Nowadays, Mozzarella sticks are holding down the fifth slot. Followed by pizza.  Back in the Seattle of the pre-socialist invasion, the burgers at the neighborhood bar down from the Ben Bow in West Seattle gave some real burger competition.

But the fuller menu at the Ben Bow was made delightful when the lights all dimmed and the sound of a storm at sea was piped in. Complete with lightning flashes. Bright enough you could find your popcorn with it. Three drinks in, you’d best remain seated.  The effects could be disorienting.

The Tides Tavern, over one of the Narrows bridges from Tacoma, had a dandy high meat, extra cheese pizza with occasional onions and whatever else was handy. Olives, dead fish (anchovies) and old cart parts, I swear. Not The Pizza Company, but a solid runner-up.
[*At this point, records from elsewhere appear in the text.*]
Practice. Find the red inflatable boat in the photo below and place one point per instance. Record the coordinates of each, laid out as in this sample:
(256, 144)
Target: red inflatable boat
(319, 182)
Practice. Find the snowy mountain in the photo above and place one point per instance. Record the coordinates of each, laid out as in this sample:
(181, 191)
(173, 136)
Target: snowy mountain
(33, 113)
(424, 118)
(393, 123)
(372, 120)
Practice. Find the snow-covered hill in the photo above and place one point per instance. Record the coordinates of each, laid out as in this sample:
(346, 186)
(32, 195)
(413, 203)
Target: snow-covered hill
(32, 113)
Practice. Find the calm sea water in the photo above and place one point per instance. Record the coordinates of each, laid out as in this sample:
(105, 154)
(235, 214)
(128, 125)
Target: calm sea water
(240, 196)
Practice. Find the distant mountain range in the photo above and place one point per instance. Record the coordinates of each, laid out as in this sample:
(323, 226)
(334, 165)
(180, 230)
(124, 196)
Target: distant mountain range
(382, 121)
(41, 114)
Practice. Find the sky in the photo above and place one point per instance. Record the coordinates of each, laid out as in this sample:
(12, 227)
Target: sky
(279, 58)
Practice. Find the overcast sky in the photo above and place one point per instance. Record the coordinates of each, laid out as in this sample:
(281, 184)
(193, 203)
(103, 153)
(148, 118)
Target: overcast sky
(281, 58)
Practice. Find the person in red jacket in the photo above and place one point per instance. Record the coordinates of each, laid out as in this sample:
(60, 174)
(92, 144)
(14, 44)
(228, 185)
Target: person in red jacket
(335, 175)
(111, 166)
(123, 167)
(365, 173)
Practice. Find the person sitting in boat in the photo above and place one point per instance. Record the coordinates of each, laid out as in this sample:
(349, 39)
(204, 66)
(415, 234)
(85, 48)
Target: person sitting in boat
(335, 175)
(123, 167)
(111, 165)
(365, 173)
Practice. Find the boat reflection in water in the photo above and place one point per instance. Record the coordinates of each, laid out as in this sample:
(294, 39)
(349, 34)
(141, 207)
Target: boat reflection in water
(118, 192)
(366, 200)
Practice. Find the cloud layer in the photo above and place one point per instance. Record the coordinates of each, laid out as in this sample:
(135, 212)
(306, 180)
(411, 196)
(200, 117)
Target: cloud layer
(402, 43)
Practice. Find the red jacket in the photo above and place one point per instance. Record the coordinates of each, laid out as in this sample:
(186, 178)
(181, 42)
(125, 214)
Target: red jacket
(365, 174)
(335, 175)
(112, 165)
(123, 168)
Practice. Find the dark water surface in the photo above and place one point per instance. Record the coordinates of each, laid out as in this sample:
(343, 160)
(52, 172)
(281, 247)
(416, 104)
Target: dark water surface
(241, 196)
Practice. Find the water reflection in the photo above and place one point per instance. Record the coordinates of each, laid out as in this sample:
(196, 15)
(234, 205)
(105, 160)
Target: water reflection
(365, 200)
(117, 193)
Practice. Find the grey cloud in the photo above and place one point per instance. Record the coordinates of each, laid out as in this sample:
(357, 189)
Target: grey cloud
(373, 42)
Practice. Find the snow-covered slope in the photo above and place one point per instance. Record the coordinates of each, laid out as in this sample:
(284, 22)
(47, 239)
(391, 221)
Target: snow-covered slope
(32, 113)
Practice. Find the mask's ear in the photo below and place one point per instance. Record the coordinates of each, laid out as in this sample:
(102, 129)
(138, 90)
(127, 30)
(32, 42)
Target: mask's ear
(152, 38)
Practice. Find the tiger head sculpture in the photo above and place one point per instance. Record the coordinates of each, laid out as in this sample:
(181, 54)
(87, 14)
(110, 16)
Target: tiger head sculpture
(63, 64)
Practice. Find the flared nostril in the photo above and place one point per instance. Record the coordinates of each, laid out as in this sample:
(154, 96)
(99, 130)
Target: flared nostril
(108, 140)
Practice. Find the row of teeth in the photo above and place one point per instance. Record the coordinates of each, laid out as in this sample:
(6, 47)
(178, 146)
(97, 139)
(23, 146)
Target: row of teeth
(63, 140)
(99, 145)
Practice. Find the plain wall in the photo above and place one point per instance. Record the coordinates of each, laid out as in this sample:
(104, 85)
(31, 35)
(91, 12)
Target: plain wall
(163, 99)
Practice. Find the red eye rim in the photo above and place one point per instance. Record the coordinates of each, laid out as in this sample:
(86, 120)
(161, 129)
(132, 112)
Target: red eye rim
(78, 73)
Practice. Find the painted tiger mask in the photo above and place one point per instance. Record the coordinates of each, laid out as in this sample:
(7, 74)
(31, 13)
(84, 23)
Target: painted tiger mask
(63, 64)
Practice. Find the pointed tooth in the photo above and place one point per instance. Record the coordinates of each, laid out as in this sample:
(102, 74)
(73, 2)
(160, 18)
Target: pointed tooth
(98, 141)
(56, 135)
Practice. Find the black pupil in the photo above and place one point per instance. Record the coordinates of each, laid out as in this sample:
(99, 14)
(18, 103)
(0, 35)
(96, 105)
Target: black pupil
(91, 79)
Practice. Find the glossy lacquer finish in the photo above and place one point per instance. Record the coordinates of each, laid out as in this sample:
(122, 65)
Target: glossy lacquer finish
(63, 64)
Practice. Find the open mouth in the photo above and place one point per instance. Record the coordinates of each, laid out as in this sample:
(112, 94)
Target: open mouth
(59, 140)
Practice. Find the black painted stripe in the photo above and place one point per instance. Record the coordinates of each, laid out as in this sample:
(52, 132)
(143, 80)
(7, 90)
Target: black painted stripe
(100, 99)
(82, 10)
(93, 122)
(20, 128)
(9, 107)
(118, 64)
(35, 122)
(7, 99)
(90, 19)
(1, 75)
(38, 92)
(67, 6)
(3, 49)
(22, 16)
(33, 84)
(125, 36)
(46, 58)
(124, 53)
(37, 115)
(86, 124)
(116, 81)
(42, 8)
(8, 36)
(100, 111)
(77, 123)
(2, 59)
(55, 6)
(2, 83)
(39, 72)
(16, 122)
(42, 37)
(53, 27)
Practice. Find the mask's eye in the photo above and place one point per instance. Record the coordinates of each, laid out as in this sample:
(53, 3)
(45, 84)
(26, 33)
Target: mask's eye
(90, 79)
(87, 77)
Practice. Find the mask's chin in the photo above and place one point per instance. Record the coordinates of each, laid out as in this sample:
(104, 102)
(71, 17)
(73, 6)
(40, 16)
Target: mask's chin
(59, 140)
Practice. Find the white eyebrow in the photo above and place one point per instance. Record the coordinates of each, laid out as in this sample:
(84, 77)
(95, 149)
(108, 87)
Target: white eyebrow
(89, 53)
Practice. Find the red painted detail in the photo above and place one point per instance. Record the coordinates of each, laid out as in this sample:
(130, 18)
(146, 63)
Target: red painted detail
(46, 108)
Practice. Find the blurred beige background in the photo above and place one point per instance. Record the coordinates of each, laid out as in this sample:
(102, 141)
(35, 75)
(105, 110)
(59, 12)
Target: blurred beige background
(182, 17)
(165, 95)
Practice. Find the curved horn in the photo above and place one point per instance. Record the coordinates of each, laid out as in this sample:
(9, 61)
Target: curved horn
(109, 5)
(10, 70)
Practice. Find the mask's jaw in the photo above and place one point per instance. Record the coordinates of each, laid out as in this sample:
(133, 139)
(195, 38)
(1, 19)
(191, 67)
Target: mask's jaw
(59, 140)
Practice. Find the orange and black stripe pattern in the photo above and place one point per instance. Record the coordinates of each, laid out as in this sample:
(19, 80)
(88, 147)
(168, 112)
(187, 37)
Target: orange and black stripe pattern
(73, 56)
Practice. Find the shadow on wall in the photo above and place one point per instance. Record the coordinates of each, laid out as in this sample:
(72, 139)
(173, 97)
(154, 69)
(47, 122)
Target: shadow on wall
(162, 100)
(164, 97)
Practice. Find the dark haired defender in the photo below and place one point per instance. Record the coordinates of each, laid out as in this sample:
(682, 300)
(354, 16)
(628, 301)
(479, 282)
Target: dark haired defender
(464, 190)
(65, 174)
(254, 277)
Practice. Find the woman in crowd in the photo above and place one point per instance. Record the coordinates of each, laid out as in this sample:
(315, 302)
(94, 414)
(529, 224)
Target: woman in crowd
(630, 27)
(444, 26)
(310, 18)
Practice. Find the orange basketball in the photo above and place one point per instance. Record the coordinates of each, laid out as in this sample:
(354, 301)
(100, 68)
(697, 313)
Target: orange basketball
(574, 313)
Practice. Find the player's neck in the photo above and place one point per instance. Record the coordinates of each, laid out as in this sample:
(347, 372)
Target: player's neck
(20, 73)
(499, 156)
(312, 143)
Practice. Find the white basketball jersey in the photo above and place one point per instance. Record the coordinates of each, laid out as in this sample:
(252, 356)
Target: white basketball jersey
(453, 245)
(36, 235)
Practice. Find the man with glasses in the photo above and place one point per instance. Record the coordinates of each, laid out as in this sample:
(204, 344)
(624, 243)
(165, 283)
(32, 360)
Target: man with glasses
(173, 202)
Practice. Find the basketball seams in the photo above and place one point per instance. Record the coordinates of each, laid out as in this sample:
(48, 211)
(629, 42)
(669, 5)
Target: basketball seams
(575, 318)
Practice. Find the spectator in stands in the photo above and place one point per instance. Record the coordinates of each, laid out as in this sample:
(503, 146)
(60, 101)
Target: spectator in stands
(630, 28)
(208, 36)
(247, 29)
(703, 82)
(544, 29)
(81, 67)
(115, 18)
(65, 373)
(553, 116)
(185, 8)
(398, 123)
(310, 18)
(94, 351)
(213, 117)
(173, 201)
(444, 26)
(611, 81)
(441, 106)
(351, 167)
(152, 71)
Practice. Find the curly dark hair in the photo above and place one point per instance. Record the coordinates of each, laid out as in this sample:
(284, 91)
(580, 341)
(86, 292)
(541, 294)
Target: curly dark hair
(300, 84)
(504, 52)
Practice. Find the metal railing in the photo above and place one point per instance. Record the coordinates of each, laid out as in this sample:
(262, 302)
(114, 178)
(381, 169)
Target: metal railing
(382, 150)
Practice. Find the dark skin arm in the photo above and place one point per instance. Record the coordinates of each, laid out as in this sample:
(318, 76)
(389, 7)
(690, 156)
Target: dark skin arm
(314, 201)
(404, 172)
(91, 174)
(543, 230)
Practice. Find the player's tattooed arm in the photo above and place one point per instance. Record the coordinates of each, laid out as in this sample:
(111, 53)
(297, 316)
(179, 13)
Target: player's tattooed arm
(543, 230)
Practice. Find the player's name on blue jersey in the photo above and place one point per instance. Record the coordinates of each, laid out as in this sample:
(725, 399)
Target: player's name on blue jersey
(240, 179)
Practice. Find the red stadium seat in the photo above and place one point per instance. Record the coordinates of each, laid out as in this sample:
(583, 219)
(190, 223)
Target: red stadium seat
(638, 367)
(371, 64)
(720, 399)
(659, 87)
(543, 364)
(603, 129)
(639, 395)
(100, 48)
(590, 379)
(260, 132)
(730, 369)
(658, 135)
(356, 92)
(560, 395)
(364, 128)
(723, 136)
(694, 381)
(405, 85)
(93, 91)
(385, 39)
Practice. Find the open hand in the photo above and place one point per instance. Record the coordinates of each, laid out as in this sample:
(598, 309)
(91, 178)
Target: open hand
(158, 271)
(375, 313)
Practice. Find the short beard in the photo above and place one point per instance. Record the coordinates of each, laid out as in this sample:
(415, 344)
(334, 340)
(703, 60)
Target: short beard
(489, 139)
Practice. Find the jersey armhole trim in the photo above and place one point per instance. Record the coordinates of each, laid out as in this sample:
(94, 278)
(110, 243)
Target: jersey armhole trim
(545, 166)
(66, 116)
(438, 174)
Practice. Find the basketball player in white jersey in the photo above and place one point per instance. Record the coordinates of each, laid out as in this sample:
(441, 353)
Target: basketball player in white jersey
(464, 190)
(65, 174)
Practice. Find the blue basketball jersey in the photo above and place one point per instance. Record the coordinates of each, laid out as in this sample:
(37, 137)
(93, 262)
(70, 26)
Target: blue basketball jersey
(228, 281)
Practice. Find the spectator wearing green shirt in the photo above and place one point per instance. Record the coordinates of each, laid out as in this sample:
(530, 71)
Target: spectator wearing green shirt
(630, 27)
Elaine remembers the cocktail pepperoni of the era.  I was one of Art Oberto’s early beef jerky fans. Long before the “newists” came out with teriyaki jerky. Rainier Valley to Kent – who knew what would happen?

Not sure why the quintessential bar pickle is on my mind so much today. Maybe because a fresh box of Van Holten singles (huge dills) showed up via USPS Wednesday.

The pickled eggs, the jerky and the pepperoni don’t even make the cut anymore in research.  When I looked at what survived? Tater tots, chili, Jalapeño poppers, and Mac & cheese bites, which explains a great deal of where we’ve gone wrong.

A few years back, I forget the occasion, G2 was about to dig in to one of those “messy” foods on the menu.  He hauled out a pair of nitrile gloves and geared up accordingly. Which brings me to the point.

We can keep eating latter-day bar pickles, or we can buy a box of gloves and pretend wings aren’t a symptom. But they are. If lunch now requires PPE, civilization really has slipped a notch.

[Dr. O.I. Barpht tells Reality Hospital alums: “civilizations decay by normalization.” Please make a note of it.]